To identify etiologies of altered mental status in pediatric patients presenting to the emergency department (ED) and to characterize the yield of diagnostic testing in these patients.

Study design

Retrospective chart review of children aged 1-17 years presenting to a pediatric tertiary care ED between December 31, 2013 and December 31, 2014 with a chief complaint or International Classification of Disease, Ninth Edition code of altered mental status. The primary outcome was the etiology, defined as “immediate diagnosis” if the etiology was known in triage, “definitely established” if established by physical examination and abnormal laboratory results, imaging, or electrocardiogram findings, “probable” if the etiology was highly suspected in the ED but not confirmed with positive test results, or “unknown.” The secondary outcome was testing utilization and contribution to the diagnosis.

Results

Three hundred thirty-six eligible subjects were identified; mean age of 9 years (±6 years).
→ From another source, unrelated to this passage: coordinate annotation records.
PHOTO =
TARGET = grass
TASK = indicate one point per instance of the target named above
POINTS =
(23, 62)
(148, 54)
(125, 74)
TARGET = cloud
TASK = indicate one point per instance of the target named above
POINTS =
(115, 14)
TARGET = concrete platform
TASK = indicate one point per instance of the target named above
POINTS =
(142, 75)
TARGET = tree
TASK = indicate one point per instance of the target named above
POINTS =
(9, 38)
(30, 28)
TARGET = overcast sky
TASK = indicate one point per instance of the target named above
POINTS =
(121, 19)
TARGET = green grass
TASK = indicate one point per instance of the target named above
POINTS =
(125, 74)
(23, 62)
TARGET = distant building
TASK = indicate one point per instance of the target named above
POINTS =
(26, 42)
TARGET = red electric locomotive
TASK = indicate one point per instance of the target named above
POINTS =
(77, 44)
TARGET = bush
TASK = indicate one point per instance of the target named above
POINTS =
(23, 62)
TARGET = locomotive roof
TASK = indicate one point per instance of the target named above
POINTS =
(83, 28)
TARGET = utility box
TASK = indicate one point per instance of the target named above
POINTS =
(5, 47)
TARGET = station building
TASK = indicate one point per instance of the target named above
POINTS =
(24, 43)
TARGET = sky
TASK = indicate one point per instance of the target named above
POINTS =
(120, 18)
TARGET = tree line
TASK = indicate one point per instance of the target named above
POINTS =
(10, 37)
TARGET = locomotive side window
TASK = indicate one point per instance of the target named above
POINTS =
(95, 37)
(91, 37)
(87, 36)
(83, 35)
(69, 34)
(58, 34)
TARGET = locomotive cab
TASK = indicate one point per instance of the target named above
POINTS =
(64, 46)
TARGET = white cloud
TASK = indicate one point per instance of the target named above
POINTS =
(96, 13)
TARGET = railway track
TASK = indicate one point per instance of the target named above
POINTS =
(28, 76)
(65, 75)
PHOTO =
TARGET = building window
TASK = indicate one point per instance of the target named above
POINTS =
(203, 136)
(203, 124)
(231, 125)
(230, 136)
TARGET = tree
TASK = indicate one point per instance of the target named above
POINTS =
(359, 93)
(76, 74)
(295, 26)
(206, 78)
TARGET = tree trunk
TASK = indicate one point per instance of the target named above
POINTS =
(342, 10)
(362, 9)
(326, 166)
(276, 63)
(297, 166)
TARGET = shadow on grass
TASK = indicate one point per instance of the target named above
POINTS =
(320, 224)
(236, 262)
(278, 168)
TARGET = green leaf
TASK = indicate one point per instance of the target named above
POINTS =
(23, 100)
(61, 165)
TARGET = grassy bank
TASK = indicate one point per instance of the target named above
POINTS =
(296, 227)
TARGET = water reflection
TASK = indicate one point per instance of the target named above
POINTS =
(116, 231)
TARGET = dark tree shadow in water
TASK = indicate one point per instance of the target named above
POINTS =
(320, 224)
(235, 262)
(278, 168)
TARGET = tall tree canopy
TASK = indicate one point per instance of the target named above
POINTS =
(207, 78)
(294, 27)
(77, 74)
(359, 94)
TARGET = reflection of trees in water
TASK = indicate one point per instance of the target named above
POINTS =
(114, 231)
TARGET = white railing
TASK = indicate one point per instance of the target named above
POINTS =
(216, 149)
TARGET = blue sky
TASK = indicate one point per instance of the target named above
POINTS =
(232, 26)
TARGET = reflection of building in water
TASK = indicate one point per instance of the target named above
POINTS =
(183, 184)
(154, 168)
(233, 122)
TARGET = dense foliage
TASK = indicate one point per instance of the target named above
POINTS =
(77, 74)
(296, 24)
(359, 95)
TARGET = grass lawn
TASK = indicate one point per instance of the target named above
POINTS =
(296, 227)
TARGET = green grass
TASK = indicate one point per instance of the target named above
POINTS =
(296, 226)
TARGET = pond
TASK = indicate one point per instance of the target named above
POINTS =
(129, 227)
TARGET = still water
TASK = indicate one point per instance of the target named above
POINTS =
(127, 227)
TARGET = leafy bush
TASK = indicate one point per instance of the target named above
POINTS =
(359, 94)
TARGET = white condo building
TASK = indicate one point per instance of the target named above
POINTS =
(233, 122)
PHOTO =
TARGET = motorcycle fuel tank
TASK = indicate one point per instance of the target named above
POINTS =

The etiology of altered mental status was immediately established in 114 subjects (34%, 95% CI 29, 39). Among the remaining eligible subjects (N = 222), a definite or probable cause of altered mental status was identified in 82% (N = 182, 95% CI 76, 86) of cases and the etiology remained “unknown” in 18% (N = 40, 95% CI 14, 24). Only 10% of diagnostic tests performed were abnormal and contributed to a diagnosis. The median number of diagnostic tests per patient was 6 (IQR 3, 8).

Conclusions

Etiologies of altered mental status in children varied widely and often an underlying diagnosis was not found. Broad diagnostic testing was commonly performed although the overall yield was low.